AgentSkillsCN

docetl-claude

利用 Claude 模型,结合 DocETL 构建并运行由 LLM 驱动的数据处理管道。当用户说“docetl”,希望分析非结构化数据、处理文档、提取信息,或在文本上执行 ETL 任务时,可使用此技能。它有助于数据采集、管道构建、执行与优化。本版本在所有 LLM 操作中均采用 Anthropic Claude Haiku 模型。

SKILL.md
--- frontmatter
name: docetl-claude
description: Build and run LLM-powered data processing pipelines with DocETL using Claude models. Use when users say "docetl", want to analyze unstructured data, process documents, extract information, or run ETL tasks on text. Helps with data collection, pipeline creation, execution, and optimization. This version uses Anthropic Claude Haiku for all LLM operations.

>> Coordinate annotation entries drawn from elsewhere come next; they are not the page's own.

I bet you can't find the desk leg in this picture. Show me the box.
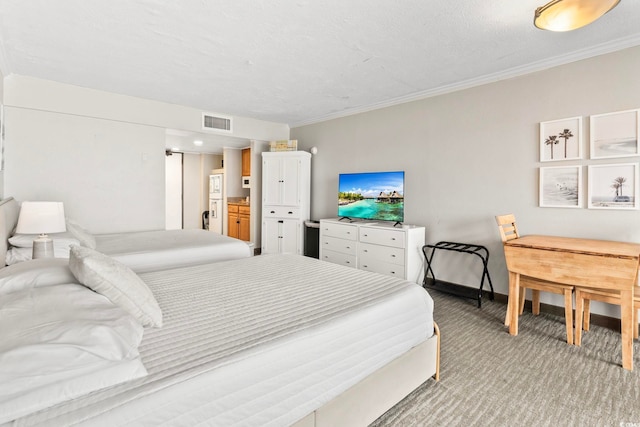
[620,289,637,371]
[508,272,520,335]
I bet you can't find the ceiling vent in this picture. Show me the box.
[202,113,232,133]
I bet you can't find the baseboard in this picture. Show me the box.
[482,291,621,332]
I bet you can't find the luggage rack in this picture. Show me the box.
[422,242,494,308]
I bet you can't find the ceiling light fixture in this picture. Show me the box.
[533,0,620,31]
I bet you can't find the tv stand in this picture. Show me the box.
[320,218,425,284]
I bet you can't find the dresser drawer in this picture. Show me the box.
[262,206,300,218]
[358,257,406,279]
[321,249,357,268]
[358,243,404,265]
[320,236,356,255]
[360,227,405,248]
[320,221,358,240]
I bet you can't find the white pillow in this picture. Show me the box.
[0,258,78,295]
[69,245,162,328]
[0,284,147,425]
[9,231,80,249]
[66,218,96,249]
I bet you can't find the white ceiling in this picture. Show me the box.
[0,0,640,127]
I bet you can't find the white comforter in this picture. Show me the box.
[12,255,433,427]
[0,284,147,423]
[94,230,252,273]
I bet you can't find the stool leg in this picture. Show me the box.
[531,289,540,316]
[576,298,591,331]
[574,289,589,346]
[564,289,573,345]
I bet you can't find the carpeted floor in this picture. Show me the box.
[372,291,640,427]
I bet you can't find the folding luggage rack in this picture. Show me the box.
[422,242,494,308]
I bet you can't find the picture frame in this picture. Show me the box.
[589,109,640,159]
[588,163,639,210]
[539,166,582,208]
[540,117,582,162]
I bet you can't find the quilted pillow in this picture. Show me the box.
[69,245,162,328]
[66,218,96,249]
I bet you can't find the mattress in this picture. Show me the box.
[10,255,433,426]
[94,229,252,273]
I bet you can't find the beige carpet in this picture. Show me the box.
[372,291,640,427]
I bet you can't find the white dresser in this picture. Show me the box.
[320,218,425,283]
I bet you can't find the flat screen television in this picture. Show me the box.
[338,171,404,223]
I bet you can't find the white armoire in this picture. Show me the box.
[262,151,311,255]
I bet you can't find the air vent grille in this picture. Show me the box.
[202,113,231,132]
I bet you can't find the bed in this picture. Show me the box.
[0,197,253,272]
[0,249,439,427]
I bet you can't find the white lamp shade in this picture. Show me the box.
[16,202,67,234]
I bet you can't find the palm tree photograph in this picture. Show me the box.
[589,163,638,209]
[540,117,582,162]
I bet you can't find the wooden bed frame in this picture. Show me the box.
[293,322,440,427]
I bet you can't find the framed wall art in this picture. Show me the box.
[540,166,582,208]
[589,110,640,159]
[540,117,582,162]
[588,163,638,209]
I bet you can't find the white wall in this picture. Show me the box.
[291,47,640,315]
[182,153,201,229]
[4,106,165,233]
[3,75,289,233]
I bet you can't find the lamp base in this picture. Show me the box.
[31,234,54,259]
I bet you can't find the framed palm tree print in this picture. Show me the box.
[540,166,582,208]
[540,117,582,162]
[589,110,640,159]
[588,163,638,209]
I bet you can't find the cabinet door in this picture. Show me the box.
[262,158,282,205]
[242,148,251,176]
[279,219,302,255]
[261,218,280,254]
[280,158,301,206]
[238,215,251,242]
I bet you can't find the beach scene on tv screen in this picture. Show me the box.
[338,172,404,222]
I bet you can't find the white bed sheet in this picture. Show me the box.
[7,255,433,426]
[94,229,252,273]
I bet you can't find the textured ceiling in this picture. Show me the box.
[0,0,640,127]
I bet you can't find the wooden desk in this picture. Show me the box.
[504,235,640,370]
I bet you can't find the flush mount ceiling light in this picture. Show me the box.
[533,0,620,31]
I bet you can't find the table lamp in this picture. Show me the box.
[16,202,67,259]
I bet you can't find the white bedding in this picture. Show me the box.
[0,284,147,423]
[7,255,433,426]
[94,230,252,273]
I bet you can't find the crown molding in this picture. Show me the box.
[289,34,640,129]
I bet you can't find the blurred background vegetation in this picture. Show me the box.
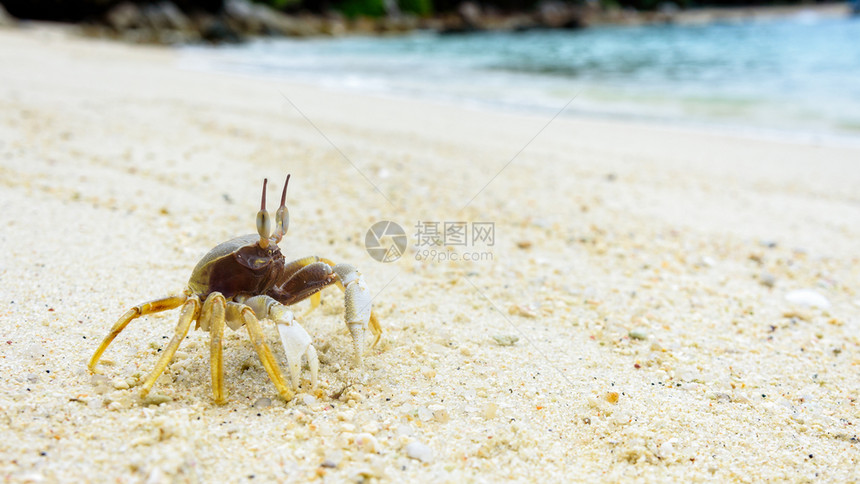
[0,0,832,21]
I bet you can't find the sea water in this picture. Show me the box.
[184,13,860,139]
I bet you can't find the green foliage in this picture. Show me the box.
[337,0,385,18]
[397,0,433,17]
[254,0,302,10]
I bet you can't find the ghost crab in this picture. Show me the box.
[87,175,382,403]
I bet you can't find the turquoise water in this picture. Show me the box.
[186,14,860,137]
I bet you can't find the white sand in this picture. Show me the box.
[0,29,860,482]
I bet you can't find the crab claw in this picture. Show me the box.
[244,296,320,390]
[278,320,319,389]
[333,264,373,365]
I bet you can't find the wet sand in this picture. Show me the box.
[0,28,860,482]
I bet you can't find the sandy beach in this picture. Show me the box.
[0,27,860,483]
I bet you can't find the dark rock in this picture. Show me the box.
[105,2,146,31]
[537,0,584,29]
[224,0,314,37]
[158,2,195,34]
[457,2,481,30]
[0,4,16,27]
[191,12,242,44]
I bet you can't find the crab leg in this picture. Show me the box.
[245,296,319,389]
[332,264,382,365]
[140,296,200,398]
[227,303,293,401]
[87,294,188,373]
[199,292,227,404]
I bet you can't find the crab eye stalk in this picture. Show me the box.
[257,178,272,249]
[275,175,290,242]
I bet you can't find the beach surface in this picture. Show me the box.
[0,27,860,483]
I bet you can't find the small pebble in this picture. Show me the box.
[758,272,776,287]
[418,407,433,422]
[493,334,520,346]
[627,328,648,341]
[111,377,129,390]
[606,392,618,405]
[406,442,433,463]
[785,289,830,309]
[355,433,379,452]
[143,393,173,405]
[481,403,499,420]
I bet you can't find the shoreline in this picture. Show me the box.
[0,0,852,45]
[0,26,860,482]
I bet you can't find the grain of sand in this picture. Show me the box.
[0,28,860,482]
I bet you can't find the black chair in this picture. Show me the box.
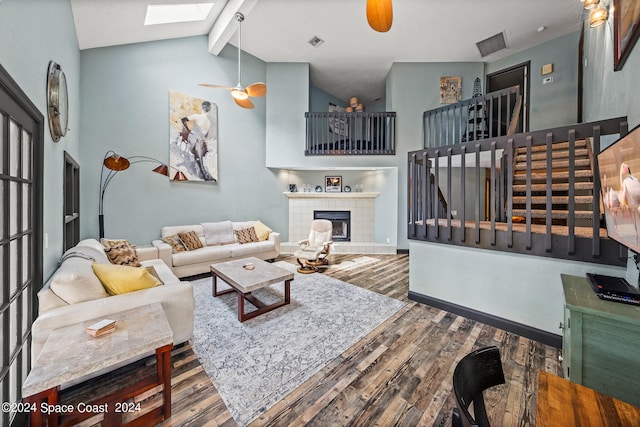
[451,347,504,427]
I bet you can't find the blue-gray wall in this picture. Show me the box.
[386,62,484,249]
[81,36,288,243]
[0,0,81,278]
[485,32,580,130]
[581,13,640,285]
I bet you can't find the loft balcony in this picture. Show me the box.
[407,114,628,266]
[304,112,396,156]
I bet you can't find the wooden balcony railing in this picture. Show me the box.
[423,86,523,148]
[407,117,628,265]
[305,112,396,156]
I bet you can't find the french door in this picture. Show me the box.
[0,66,45,426]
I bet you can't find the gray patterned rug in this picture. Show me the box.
[192,262,404,426]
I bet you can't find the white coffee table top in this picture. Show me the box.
[22,303,173,396]
[211,257,293,293]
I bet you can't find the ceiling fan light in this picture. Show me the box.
[589,7,609,28]
[367,0,393,33]
[231,89,249,101]
[584,0,600,9]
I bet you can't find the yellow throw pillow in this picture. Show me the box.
[253,221,273,240]
[91,263,161,295]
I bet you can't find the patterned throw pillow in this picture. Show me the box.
[178,231,202,251]
[162,234,187,254]
[104,240,140,267]
[233,227,258,243]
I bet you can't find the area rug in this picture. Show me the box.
[192,262,404,426]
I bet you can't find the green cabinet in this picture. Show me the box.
[561,274,640,406]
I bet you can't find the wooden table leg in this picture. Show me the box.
[236,291,245,322]
[156,344,173,420]
[24,387,60,427]
[284,279,293,304]
[211,271,235,297]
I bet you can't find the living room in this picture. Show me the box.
[0,0,640,426]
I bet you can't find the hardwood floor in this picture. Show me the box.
[70,255,561,427]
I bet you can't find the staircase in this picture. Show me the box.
[513,139,593,226]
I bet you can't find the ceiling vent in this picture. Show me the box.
[309,36,324,47]
[476,31,507,58]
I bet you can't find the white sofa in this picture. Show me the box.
[152,221,280,277]
[31,239,195,363]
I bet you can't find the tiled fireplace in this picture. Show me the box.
[281,192,395,253]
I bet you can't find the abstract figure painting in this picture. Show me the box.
[440,77,462,104]
[169,90,218,182]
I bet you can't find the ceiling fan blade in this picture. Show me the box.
[198,83,235,90]
[247,82,267,97]
[233,98,253,108]
[367,0,393,33]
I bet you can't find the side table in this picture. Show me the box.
[22,303,173,427]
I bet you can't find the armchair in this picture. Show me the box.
[293,219,333,274]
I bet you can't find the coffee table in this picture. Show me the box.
[211,257,293,322]
[22,303,173,426]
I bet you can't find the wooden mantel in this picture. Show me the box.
[284,191,380,199]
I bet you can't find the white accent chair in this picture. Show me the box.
[293,219,333,274]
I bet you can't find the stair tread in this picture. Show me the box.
[516,139,587,154]
[516,148,589,161]
[512,181,593,193]
[514,159,591,170]
[513,169,593,182]
[513,196,593,205]
[512,209,593,219]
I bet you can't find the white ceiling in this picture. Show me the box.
[71,0,585,103]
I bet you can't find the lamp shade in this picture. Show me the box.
[103,154,131,172]
[367,0,393,33]
[153,163,169,176]
[589,7,609,28]
[173,171,189,181]
[584,0,600,9]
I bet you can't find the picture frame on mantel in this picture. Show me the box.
[613,0,640,71]
[324,175,342,193]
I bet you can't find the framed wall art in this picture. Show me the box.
[440,77,462,104]
[324,176,342,193]
[169,90,218,182]
[613,0,640,71]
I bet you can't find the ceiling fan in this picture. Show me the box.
[199,12,267,108]
[367,0,393,33]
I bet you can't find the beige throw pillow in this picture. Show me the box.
[234,227,258,243]
[178,231,202,251]
[162,234,187,254]
[102,239,140,267]
[253,221,273,241]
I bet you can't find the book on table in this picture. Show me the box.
[87,319,116,337]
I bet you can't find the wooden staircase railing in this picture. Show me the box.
[513,139,593,226]
[407,117,628,266]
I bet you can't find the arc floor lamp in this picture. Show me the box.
[98,150,188,238]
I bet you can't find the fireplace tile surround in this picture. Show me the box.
[281,192,396,254]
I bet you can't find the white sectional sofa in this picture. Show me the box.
[31,239,194,368]
[152,221,280,277]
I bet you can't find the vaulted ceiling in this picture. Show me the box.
[71,0,585,102]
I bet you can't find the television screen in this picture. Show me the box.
[598,126,640,253]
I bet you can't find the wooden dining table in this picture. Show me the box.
[536,371,640,427]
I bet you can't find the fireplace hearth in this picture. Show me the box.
[313,211,351,242]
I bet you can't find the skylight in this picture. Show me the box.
[144,3,213,25]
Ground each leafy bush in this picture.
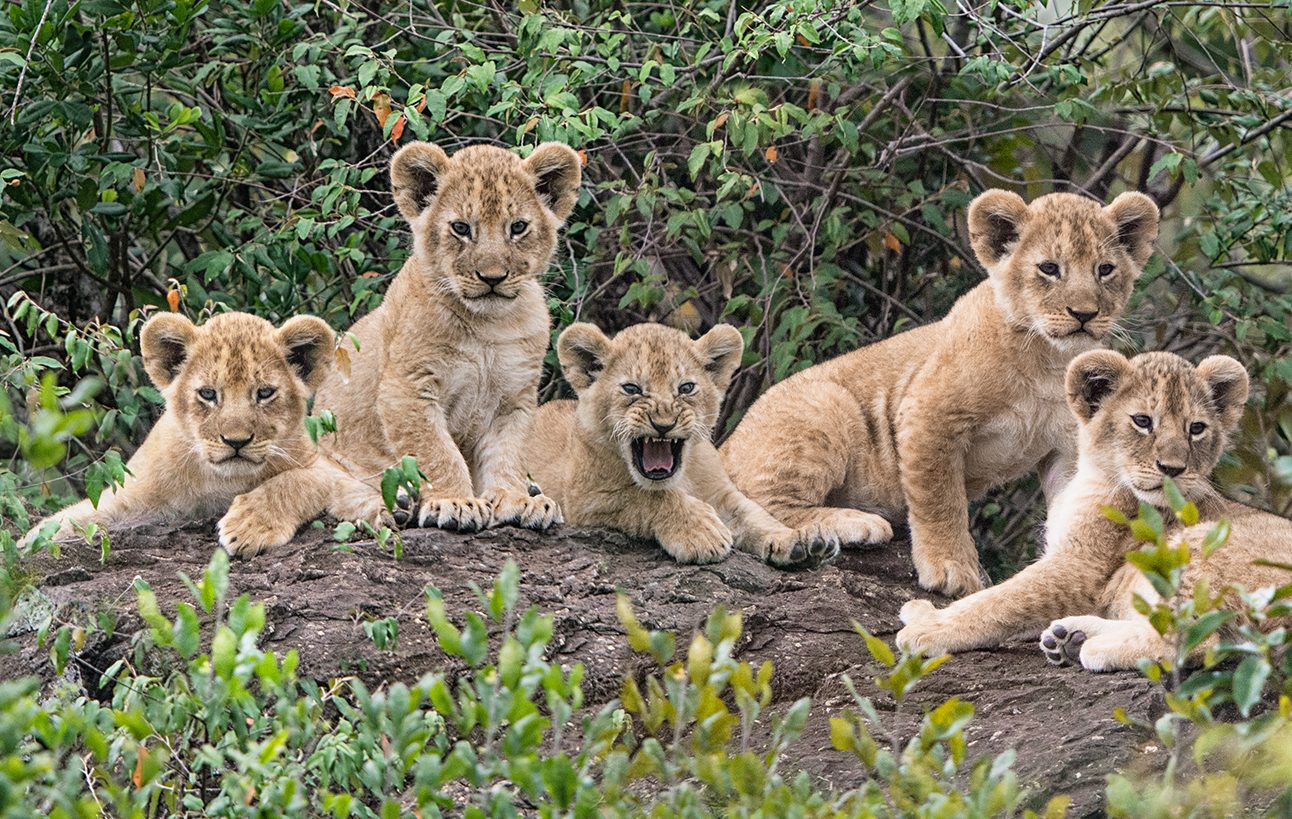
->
[0,0,1292,568]
[0,550,1062,819]
[1107,481,1292,818]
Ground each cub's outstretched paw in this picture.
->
[895,599,955,656]
[417,496,494,532]
[655,504,733,563]
[216,495,301,557]
[766,524,840,568]
[1040,620,1085,665]
[483,490,565,530]
[911,544,987,597]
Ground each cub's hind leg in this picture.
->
[721,384,893,545]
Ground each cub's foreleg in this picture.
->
[898,406,985,597]
[897,554,1107,655]
[216,457,393,555]
[377,354,494,532]
[475,385,562,530]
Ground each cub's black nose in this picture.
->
[220,435,255,452]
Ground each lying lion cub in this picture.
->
[722,190,1158,596]
[897,350,1292,670]
[318,142,581,531]
[27,313,386,554]
[530,324,839,565]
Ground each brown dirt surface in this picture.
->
[0,524,1162,816]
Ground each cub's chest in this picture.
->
[435,340,543,428]
[966,378,1076,484]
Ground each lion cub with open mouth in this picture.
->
[26,313,391,554]
[528,324,839,565]
[897,350,1292,670]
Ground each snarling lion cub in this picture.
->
[530,324,839,565]
[722,190,1158,596]
[318,142,581,531]
[27,313,386,554]
[897,350,1292,670]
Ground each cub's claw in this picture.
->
[417,497,494,532]
[216,495,300,557]
[483,484,565,530]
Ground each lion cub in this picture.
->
[318,142,581,531]
[897,350,1292,670]
[530,324,839,565]
[27,313,386,554]
[722,190,1158,596]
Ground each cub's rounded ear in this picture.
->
[525,142,583,223]
[278,315,336,390]
[1198,355,1249,429]
[1067,350,1131,421]
[969,189,1028,270]
[390,142,448,222]
[140,313,198,389]
[695,324,744,393]
[557,322,610,393]
[1103,191,1162,267]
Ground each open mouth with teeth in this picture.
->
[633,438,685,481]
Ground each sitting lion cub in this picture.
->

DocETL Pipeline Development (Claude Edition)

DocETL is a system for creating LLM-powered data processing pipelines. This skill helps you build end-to-end pipelines: from data preparation to execution and optimization. This version uses Anthropic Claude Haiku models.

Workflow Overview: Iterative Data Analysis

Work like a data analyst: write → run → inspect → iterate. Never write all scripts at once and run them all at once. Each phase should be completed and validated before moving to the next.

Phase 1: Data Collection

  1. Write data collection script
  2. Run it immediately (with user permission)
  3. Inspect the dataset - show total count, keys, sample documents, length distribution
  4. Iterate if needed

Phase 2: Pipeline Development

  1. Read sample documents to understand format
  2. Write pipeline YAML with sample: 10-20 for testing
  3. Run the test pipeline
  4. Inspect intermediate results - extraction quality, distributions, validation failures
  5. Iterate on prompts/schema based on results
  6. Remove sample and run full pipeline
  7. Show final results

Phase 3: Visualization & Presentation

  1. Write visualization script based on actual output structure
  2. Run and show the report to the user
  3. Iterate on charts/tables if needed

See references/visualization.md for detailed styling guidelines.

Key principle: The user should see results at every step.

Required Package

This skill requires the docetl Python package.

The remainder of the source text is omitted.